9.2 Streaming and Logging
The host software supports:
Real-time force visualization
Continuous data logging
Timestamp-aligned recording
This enables direct ingestion into:
Dataset pipelines
Learning frameworks
Offline analysis tools
10. Learning-Oriented Data Semantics
From a learning system perspective, PX-6AX GEN3 provides:
Contact localization (where touch occurs)

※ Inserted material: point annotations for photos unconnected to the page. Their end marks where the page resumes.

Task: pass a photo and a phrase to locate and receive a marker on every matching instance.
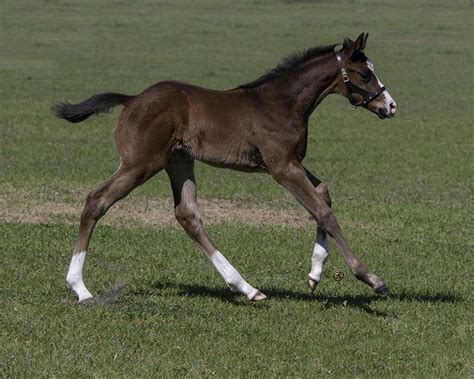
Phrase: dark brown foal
(260, 126)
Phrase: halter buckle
(345, 77)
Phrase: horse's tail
(102, 102)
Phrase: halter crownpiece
(367, 96)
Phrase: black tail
(99, 103)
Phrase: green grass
(402, 190)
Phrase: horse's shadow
(361, 301)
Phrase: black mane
(289, 63)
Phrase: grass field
(402, 189)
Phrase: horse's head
(358, 81)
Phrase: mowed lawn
(402, 189)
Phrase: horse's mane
(289, 63)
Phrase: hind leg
(180, 169)
(98, 202)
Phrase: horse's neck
(304, 88)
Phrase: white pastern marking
(74, 276)
(231, 276)
(320, 255)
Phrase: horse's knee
(94, 207)
(189, 218)
(327, 220)
(323, 191)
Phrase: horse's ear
(351, 47)
(364, 41)
(347, 42)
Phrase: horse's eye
(366, 76)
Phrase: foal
(259, 126)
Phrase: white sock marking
(231, 276)
(74, 276)
(320, 255)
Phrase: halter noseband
(367, 96)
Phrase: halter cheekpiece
(367, 96)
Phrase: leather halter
(367, 96)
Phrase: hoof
(258, 296)
(382, 290)
(312, 283)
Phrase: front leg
(321, 246)
(293, 177)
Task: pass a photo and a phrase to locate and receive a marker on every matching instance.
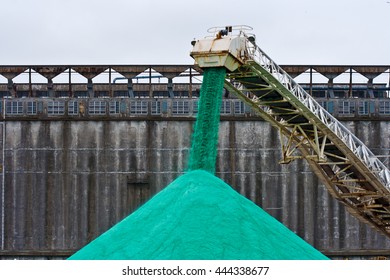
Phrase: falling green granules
(205, 137)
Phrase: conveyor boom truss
(351, 172)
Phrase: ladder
(349, 170)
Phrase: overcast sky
(159, 32)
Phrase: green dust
(204, 150)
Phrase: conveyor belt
(350, 171)
(348, 168)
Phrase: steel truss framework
(350, 171)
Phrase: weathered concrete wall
(68, 181)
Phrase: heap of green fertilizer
(198, 216)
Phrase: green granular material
(203, 152)
(198, 217)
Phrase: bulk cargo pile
(198, 216)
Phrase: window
(346, 107)
(156, 107)
(56, 108)
(363, 108)
(114, 107)
(139, 107)
(97, 107)
(73, 108)
(14, 107)
(180, 107)
(226, 107)
(31, 107)
(195, 104)
(384, 107)
(239, 107)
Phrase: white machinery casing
(228, 51)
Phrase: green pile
(198, 216)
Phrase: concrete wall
(66, 182)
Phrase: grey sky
(159, 32)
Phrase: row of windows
(99, 107)
(178, 107)
(362, 107)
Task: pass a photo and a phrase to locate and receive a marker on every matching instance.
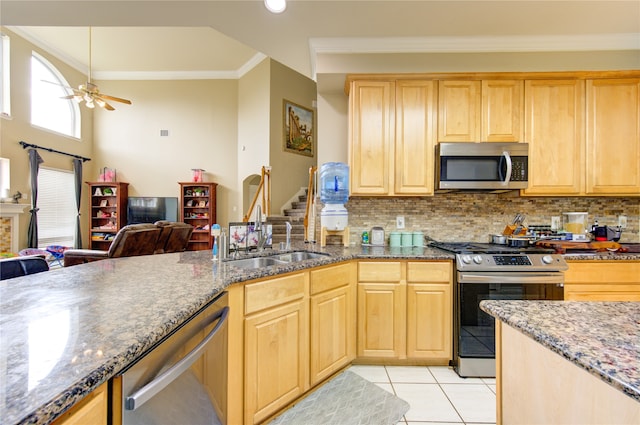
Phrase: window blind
(57, 208)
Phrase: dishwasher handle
(145, 393)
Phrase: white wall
(201, 119)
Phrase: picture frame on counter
(298, 129)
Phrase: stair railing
(310, 226)
(264, 191)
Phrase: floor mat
(346, 399)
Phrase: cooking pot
(498, 239)
(518, 242)
(604, 233)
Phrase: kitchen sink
(299, 256)
(256, 263)
(276, 260)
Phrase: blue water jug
(334, 183)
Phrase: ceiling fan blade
(108, 107)
(58, 84)
(115, 99)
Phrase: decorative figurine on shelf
(196, 175)
(16, 196)
(107, 175)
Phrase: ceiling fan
(90, 93)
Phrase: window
(57, 208)
(48, 110)
(5, 82)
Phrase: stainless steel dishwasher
(183, 379)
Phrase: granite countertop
(603, 338)
(66, 331)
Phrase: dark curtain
(77, 174)
(34, 166)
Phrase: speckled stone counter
(66, 331)
(603, 338)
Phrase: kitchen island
(65, 332)
(567, 362)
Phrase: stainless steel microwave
(482, 165)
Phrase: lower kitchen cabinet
(276, 345)
(332, 320)
(602, 281)
(90, 410)
(429, 311)
(405, 311)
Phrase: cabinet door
(429, 311)
(459, 105)
(554, 122)
(332, 341)
(381, 320)
(602, 281)
(276, 359)
(332, 319)
(429, 319)
(371, 135)
(502, 111)
(613, 137)
(415, 136)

Force magnitude and direction
Shear and slip indicators
Temporal evolution of contact
These signals are critical for:
Grasp stability detection
Slip prediction
Contact-aware control policies
Failure and recovery modeling
11. Safety and Operating Limits
The sensor is designed for:
Touching
Gripping
Squeezing
Sliding contact
It is not intended for:
Piercing or cutting contact
Exposure to fire or corrosive liquids
Strong magnetic fields
Medical, military, or aviation systems
Safe load:
200% rated load
300% impact overload
12. Maintenance and Reliability
Service life: >10 million contact cycles
Elastomer surface can be cleaned with:
Adhesive tape
Lint-free cloth
Mild alcohol (low concentration)
Organic solvents and aggressive chemicals must be avoided.
13. Intended Integration Scenarios
PX-6AX GEN3 is intended for:
Learning-based robotic manipulation
Tactile-enhanced imitation learning
Reinforcement learning with contact feedback
Multimodal dataset creation (vision + touch + proprioception)

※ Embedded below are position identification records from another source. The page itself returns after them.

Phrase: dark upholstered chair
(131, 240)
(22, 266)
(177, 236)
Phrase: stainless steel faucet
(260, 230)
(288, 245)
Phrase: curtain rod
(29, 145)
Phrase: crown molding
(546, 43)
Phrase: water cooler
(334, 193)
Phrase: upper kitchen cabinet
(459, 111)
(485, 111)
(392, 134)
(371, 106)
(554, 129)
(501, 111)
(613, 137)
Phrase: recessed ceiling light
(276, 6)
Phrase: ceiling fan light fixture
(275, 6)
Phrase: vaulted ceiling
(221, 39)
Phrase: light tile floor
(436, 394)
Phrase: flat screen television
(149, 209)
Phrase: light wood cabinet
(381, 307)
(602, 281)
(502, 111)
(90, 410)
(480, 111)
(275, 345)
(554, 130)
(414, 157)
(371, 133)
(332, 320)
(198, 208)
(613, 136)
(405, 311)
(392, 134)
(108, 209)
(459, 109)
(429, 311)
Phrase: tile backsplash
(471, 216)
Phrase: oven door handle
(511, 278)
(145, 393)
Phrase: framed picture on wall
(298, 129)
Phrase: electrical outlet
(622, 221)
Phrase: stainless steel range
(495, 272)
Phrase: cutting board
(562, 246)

It is explicitly designed to be a data source, not just a sensor.
14. Summary
The PaXini PX-6AX GEN3 series provides dense, spatially grounded, triaxial tactile data through a robust, digitally accessible interface.
By exposing tactile perception in a form suitable for learning systems and dataset pipelines, PX-6AX GEN3 enables robots to reason about contact—not as an event, but as a measurable, learnable signal.